Es un cambio conceptual tan provocador que disculpa la injusticia de hablar de este ínfimo aspecto de la epigenética en lugar de a lo que se dedican el 99 por ciento de los investigadores en este campo: las implicaciones de los procesos epigenéticos en medicina. Desde que en 1995 se descubriera el primer caso de cáncer causado por la inactivación por metilación de un gen supresor de tumores, se han ido acumulando asociaciones de alteraciones epigenéticas con gran cantidad de enfermedades. «Incluso ya hay cuatro fármacos aprobados para la leucemia y el linfoma», explicaba Manel Esteller, todavía entusiasmado tras haber asistido días antes a la presentación en Madrid de un medicamento para un tipo específico de leucemia sin tratamiento hasta entonces. La epigenética está en plena explosión. Manel explica que los alcohólicos están hipometilados por la falta de vitamina B12, y ese déficit podría estar implicado en el cáncer de hígado y la cirrosis hepática.

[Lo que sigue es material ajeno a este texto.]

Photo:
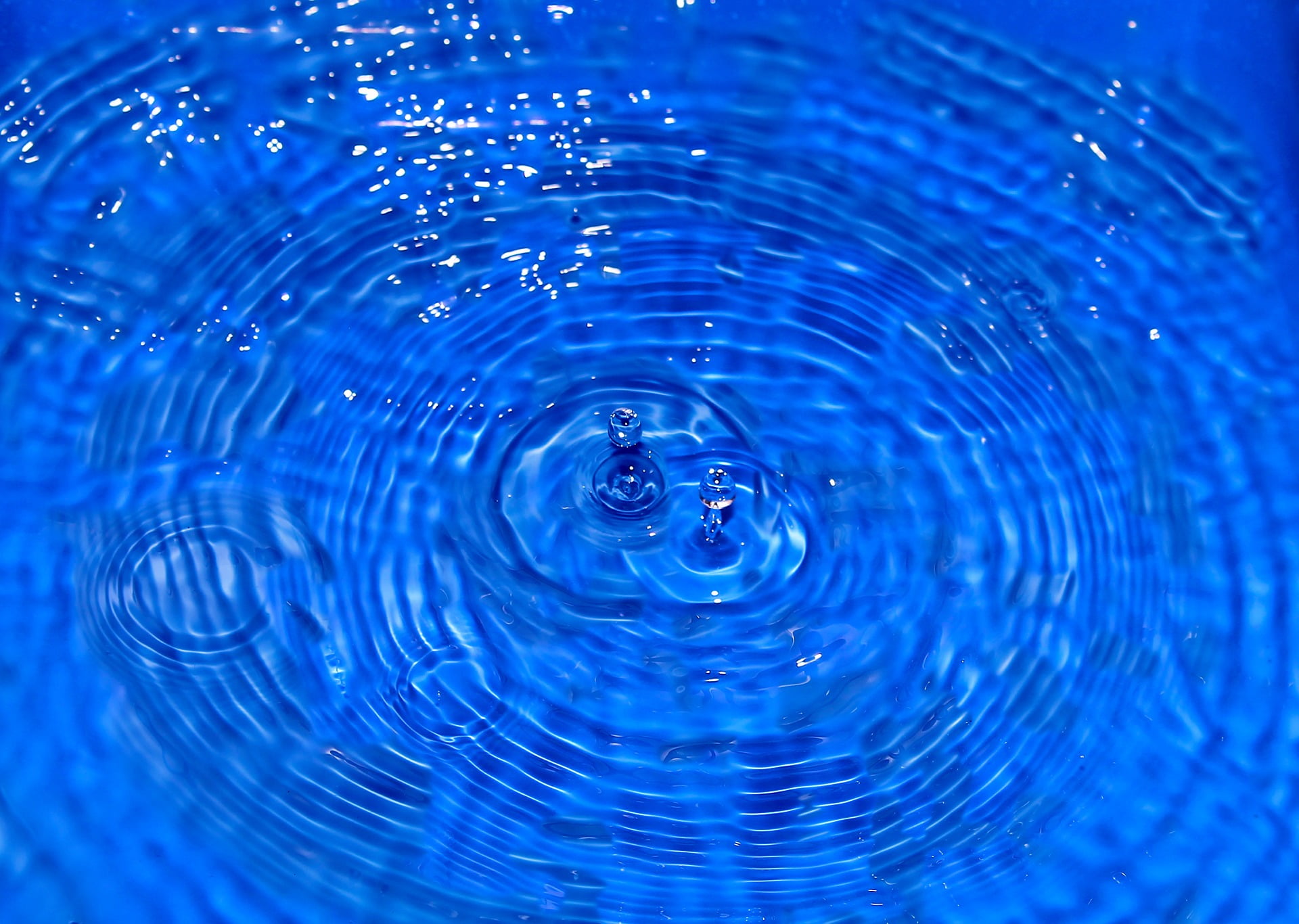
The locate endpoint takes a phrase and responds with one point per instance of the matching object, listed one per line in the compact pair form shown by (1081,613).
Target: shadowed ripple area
(317,324)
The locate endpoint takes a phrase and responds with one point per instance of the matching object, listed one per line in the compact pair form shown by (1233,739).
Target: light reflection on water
(319,319)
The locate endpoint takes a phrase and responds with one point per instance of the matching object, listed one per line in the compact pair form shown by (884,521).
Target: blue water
(326,595)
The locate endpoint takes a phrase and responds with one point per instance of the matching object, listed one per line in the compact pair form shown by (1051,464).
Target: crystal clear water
(330,591)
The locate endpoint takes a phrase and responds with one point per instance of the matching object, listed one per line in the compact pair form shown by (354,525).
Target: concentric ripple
(326,313)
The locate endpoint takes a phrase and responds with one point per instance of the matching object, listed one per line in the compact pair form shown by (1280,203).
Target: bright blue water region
(937,567)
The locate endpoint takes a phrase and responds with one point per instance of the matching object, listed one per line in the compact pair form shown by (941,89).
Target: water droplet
(624,428)
(717,493)
(628,481)
(717,489)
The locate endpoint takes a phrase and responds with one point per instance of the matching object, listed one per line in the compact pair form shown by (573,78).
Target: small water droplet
(624,428)
(717,493)
(717,489)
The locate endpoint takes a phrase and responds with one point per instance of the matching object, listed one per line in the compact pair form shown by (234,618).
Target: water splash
(717,493)
(624,428)
(312,396)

Que se podría aprobar un marcador epigenético para el cáncer de próstata que daría menos falsos positivos que la prueba del PSA. También cuenta que están monitoreando gemelos que desarrollan diferentes enfermedades para distinguir la influencia de la epigenética. Y que han empezado a seguir los pasos del genoma humano para hacer un mapa del epigenoma humano completo y poder comparar células sanas con enfermas. Incluso tapan ojos de ratas durante semanas para averiguar si la expresión de sus genes se modifica debido a metilaciones y pueden explicar que en ocasiones un ojo domine sobre otro. O si ser zurdo o diestro depende de marcas epigenéticas en los primeros instantes de tu desarrollo.

Es impactante. Abandono a Manel y el congreso de epigenética convencido de la importancia que todo esto tendrá para la medicina. Pero yo todavía sigo dándole vueltas a que la secuencia del ADN sea sólo una parte de la información que contienen mis genes, y que sea mucho menos estable y determinista de lo que me imaginaba. La dieta que siga, el ambiente que me rodee, o las vivencias que experimente van a modular mi material genético activando y desactivando genes mediante modificación de histonas, ARNs de interferencia, o metilación. Y lo más inquietante: mis hijos podrían heredar algunas de esas adaptaciones.